Grávida. E agora, o que vamos fazer?

— Como a Alice está? — desperto dos meus pensamentos mais dolorosos quando escuto a indagação de Ágatha assim que adentro o pátio. É horário de descanso e a maioria das meninas estão espalhadas pelo jardim como sempre fazem. Eu encaro a garota de olhos de gato.

— Por que quer saber? — questiono de uma forma um tanto rude. Você sabe, a Ágatha vive para nos prejudicar e eu realmente não entendo o seu interesse em Alice agora.

— Ué, eu não sou a megera que você pinta, Lilian. Apesar de você e aquela garota estranha viverem isoladas de todas nós, nos preocupamos com vocês. — Eu aceno um sim para ela.

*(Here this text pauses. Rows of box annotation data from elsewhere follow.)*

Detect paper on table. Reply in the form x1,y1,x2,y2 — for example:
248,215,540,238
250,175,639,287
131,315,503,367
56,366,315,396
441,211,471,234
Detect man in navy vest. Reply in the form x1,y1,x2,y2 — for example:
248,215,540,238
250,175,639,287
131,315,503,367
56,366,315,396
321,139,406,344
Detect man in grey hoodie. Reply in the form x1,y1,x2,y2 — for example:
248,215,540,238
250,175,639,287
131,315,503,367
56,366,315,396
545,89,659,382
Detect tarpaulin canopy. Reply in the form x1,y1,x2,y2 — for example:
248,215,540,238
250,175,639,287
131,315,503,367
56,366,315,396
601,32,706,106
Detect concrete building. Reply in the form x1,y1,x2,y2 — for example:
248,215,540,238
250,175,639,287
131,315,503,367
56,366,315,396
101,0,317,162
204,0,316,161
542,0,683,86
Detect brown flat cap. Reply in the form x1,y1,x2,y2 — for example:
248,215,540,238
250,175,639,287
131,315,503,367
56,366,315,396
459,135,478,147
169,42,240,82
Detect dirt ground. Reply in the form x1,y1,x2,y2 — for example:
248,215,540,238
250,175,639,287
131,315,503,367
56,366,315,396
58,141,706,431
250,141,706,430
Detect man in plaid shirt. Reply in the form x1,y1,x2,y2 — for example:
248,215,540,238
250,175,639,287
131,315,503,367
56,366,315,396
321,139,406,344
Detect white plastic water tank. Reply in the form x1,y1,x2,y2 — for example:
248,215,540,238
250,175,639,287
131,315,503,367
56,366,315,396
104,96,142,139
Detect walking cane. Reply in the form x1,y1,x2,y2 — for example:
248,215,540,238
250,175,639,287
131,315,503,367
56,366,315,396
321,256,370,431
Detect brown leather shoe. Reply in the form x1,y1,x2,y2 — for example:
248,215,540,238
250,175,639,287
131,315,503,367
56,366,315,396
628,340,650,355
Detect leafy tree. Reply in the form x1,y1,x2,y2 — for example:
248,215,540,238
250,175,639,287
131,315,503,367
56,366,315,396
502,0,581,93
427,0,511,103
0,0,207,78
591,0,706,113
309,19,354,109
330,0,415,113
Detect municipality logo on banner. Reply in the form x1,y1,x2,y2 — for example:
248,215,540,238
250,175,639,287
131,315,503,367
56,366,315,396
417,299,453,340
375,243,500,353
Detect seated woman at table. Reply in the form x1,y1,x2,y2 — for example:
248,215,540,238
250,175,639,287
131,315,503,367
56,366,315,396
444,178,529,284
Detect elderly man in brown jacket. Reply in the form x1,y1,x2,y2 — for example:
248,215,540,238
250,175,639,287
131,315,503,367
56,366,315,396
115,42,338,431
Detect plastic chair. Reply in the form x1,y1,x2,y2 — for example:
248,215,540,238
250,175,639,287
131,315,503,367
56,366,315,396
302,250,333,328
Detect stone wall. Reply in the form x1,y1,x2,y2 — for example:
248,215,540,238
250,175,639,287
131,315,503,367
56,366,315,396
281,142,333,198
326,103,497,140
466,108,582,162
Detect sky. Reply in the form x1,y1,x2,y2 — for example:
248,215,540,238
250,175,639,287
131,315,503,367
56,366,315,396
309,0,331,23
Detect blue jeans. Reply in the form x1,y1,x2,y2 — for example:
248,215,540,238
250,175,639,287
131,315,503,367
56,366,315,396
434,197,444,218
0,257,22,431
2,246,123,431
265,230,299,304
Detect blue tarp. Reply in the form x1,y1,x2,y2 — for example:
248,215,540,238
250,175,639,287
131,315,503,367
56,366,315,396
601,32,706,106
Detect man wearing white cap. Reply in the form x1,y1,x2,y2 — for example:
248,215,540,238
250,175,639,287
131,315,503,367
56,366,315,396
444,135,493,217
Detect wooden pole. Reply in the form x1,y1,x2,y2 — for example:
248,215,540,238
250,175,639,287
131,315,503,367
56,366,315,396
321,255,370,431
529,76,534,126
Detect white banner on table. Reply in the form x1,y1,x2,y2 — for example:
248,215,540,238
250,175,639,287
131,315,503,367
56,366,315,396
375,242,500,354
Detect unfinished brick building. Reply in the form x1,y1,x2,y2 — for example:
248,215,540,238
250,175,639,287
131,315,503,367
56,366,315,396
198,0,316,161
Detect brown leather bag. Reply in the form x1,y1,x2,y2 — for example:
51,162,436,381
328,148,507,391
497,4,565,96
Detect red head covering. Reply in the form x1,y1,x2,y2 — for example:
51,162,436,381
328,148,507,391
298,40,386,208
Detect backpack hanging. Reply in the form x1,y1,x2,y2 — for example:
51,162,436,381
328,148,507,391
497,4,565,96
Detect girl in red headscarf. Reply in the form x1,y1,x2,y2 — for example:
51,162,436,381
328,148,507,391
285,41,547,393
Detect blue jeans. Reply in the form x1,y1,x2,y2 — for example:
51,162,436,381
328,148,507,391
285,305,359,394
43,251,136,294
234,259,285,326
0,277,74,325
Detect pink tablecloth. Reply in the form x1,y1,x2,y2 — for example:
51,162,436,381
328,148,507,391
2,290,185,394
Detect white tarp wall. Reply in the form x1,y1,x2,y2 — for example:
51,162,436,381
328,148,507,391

— Ela está bem e isso é tudo o que você precisa saber — ralho, dando o assunto por encerrado. Do lado de fora me deito na grama do jardim e encaro o prédio antigo. Mais precisamente as janelas da enfermaria. Preciso pensar em uma maneira de levá-la até o Dante antes que todos descubram o que ela realmente tem. Mas como? Não será nada fácil sair daqui quando todos os funcionários estão trabalhando a todo vapor. Puxo a respiração.

— Lilian? — A diretora do internato me chama e imediatamente sinto o meu sangue ferver. Merda, será que eles já descobriram sobre a gravidez? Engulo em seco e me levanto da grama em suspense. Ajeito a minha saia e vou ao seu encontro.

— Sim, madre Brigitte!

— Seus avós estão ao telefone, eles querem falar com você. — Abro um imenso sorriso, o primeiro em dias. Faz meses que não falo com os meus avós pois aqui não permitem que os internos façam ligações para casa, a final viemos parar nesse lugar porque os "nossos pais" não têm tempo para nós, não é? Com o coração pulando de felicidade eu corro em direção da diretoria. — Lilian, não corra pelos corredores! — A diretora adverte e eu dou uma freada brusca. — Você está aqui para ser uma dama e damas não correm feito uma desvairada! — Ela resmunga mal-humorada.

— Sim, madre Brigitte! Me desculpe, madre Brigitte! — Começo a ponderar os meus passos, mas a verdade é que estou ansiosa demais para ouvir a voz deles outra vez.